Who’s Cooking?
Natalia Moran and Passion Cooks Are!

Guinataan Balls in White Coconut Sauce and Cookie Crumble

WHO’S cooking at the recent Who’s Cooking? culinary event put together by The Blue Leaf, an events venue company, and Our Awesome Planet, one of the top travel and food blogs in the country?

Well, 11 chefs and 11 caterers actually did—and they had everyone taste their creations in the Grand Reveal Party. The chefs and caterers were ingeniously paired to work together in the kitchen and come up with their signature five-course menu, which shall be available only for events held at The Blue Leaf events places.

One of the chef-caterer teams had Chef Natalia Moran and Passion Cooks on board.

Chef Natalia happens to be the woman behind some of the most popular restaurants in Boracay, such as Sunny Side Café, Spicebird Piri Piri Grill, Supermagic Burgers, Streetmarket Food Hall and Little Wave Café. In the city, she serves as executive chef of PizzaExpress and Your Local of the Tasteless Group of Restaurants. She is busy as a bee because she never fails to come up with something exciting.

The brains behind Passion Cooks are the mother-and-daughter team of Chef Laura Martinez and her daughter Maja. Chef Laura, for one, channels her heart as a mother into her dishes, so the mark of Passion Cooks is the feeling that the service rendered and the food served are peppered with passion and love.

No wonder the five-course menu that Chef Natalia and Passion Cooks have created feels like a warm hug with every bite. Wait! Make that a six-course menu.

Pork and Mushroom Tapenade

Pork and Mushroom Tapenade. It is sisig—combining pork and mushroom—in a creamy tapenade on a crunchy puff pastry crust.

Tinapa Pate on Tutong

Tinapa Pate on Tutong. Their take on the modern Filipino breakfast: a combination of tutong (the crunchy, slightly toasted base when cooking rice), tinapa (smoked fish), salted egg and tomato. There are notes of vinegar on the tutong because it was cooked Japanese sushi rice style.

Shrimp and Corn Fresh-pressed Tortellini

Shrimp and Corn Fresh-pressed Tortellini. The freshly made tortellini pasta swims in a rich shrimp bisque sauce with muted sweetness coming from the candied pistachio. The dish is a burst of flavor from the combination of shrimp, corn, aligue, pesto, kaffir sauce, micro vein sorrel, micro mustard, pepper and polenta.

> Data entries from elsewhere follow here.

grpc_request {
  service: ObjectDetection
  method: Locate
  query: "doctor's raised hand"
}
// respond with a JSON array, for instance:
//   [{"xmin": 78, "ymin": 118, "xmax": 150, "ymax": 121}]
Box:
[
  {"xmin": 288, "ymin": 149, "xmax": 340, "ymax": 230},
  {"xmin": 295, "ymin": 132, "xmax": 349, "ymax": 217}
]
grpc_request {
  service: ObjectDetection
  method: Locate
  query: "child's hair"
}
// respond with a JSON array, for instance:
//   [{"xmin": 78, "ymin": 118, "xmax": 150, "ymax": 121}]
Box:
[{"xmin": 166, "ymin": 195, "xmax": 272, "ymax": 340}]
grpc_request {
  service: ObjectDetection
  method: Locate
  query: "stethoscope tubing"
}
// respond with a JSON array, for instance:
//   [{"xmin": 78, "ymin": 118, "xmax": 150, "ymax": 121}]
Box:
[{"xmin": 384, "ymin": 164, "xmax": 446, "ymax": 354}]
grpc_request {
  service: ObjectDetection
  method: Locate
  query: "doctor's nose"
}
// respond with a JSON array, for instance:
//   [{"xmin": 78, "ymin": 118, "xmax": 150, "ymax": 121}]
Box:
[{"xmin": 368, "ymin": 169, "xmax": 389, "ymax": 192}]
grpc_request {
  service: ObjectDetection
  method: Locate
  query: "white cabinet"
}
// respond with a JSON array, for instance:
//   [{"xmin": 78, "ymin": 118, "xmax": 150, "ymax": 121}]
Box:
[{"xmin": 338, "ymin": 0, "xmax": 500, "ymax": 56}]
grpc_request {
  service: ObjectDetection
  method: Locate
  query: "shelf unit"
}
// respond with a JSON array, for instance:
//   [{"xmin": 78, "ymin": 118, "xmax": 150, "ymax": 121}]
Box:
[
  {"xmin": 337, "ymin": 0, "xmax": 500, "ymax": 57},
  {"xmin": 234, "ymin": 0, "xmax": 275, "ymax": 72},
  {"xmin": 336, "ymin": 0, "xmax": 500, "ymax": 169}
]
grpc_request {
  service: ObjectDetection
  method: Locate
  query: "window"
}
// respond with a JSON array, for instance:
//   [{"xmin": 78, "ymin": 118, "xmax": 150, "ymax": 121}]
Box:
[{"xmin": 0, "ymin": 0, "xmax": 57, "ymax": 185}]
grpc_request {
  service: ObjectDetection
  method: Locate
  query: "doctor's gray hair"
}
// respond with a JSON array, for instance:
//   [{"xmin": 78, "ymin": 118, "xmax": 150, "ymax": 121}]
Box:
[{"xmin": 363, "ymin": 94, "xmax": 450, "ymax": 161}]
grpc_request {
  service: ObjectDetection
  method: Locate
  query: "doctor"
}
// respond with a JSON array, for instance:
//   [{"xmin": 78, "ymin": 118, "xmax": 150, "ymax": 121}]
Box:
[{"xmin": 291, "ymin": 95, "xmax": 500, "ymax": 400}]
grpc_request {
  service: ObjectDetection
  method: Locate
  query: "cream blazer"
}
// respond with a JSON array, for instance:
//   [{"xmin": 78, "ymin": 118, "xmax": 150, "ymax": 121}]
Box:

Sous-vide Tuna with Couscous Salad and Mango Coconut Sauce

Sous-vide Tuna with Couscous Salad and Mango Coconut Sauce. Fresh tuna, couscous, mango, coconut, sesame paste, ebiko, feta cheese, hito flakes… It is a beautiful mix of sweet and sour in one bite.

Arabica-rubbed Roast Beef with Fried Kamote and Truffle Mash

Arabica-rubbed Roast Beef with Fried Kamote and Truffle Mash. Roast beef, a comfort food, takes on the flavors of chimichurri sauce and hints of coffee from the coffee rub. Add to that the mashed sweet potato with truffle.

Guinataan Balls in White Coconut Sauce and Cookie Crumble. All the elements of guinataang bilo-bilo but with a stylized presentation… The bilo-bilo sits in a pool of creamy coconut sauce with white chocolate, stuffed with kamote and banana.